Date:              December 4, 2015

First Not Guilty Verdict in Plano Federal Court

A gun collector charged in federal court in Plano with buying and selling firearms without a license was found not guilty by 12-person jury following a four-day trial. It was the first “not guilty” verdict in that court since it was established in 2007.

The indictment alleged that Larry Tom, a local pharmacist, had failed to register as a firearms dealer and was engaged in the business of buying and selling firearms for livelihood and profit.  The United States Attorney’s Office presented testimony from agents of the Bureau of Alcohol, Tobacco and Firearms showing that Tom had over 300 firearms transactions over a two-year period and seized over 50 firearms from his home.

“The jury only deliberated 75 minutes before returning a “not guilty” verdict for my client,” said the defendant’s attorney, Justin Sparks of the Sparks Law Firm in Fort Worth. He praised the jury’s careful consideration of the evidence.

Through cross examination of the government’s witnesses and presentation of his own witnesses, Sparks was able to convince the jury his client was merely a gun collector whose motive was to improve his collection and was exempt from the requirement to obtain a firearms license.
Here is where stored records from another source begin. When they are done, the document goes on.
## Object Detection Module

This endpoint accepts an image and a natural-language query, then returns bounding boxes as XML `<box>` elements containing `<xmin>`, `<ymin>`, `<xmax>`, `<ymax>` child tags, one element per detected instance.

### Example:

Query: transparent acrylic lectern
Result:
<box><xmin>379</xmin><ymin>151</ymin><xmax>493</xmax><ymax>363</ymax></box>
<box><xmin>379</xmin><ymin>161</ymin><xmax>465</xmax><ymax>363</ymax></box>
Craig Gottlieb, an expert in firearms and military antiques and a regular on the hit TV show “Pawn Stars”, testified for the defense. He examined the guns involved in the accusation and testified that Tom was clearly a gun collector and not a gun dealer.  He said that Tom’s collection of guns and firearms transactions were exactly what he sees on a daily basis from gun collectors all over the United States.

Sparks also presented the testimony of a local federally-licensed firearms dealer to explain the purpose in obtaining a federal firearms license and how it did not apply in this case.

During final argument, Sparks pointed out that the government’s own exhibit, a sample federal firearms license application, asks: “Do you intend to use your license only to acquire personal firearms? If yes, do not submit application.”  He argued that the government’s own license form negated his client’s guilt and that his client did not need to acquire a license.

It was only after the trial had concluded that Sparks learned that there had never been a previous “not guilty” verdict in that courthouse.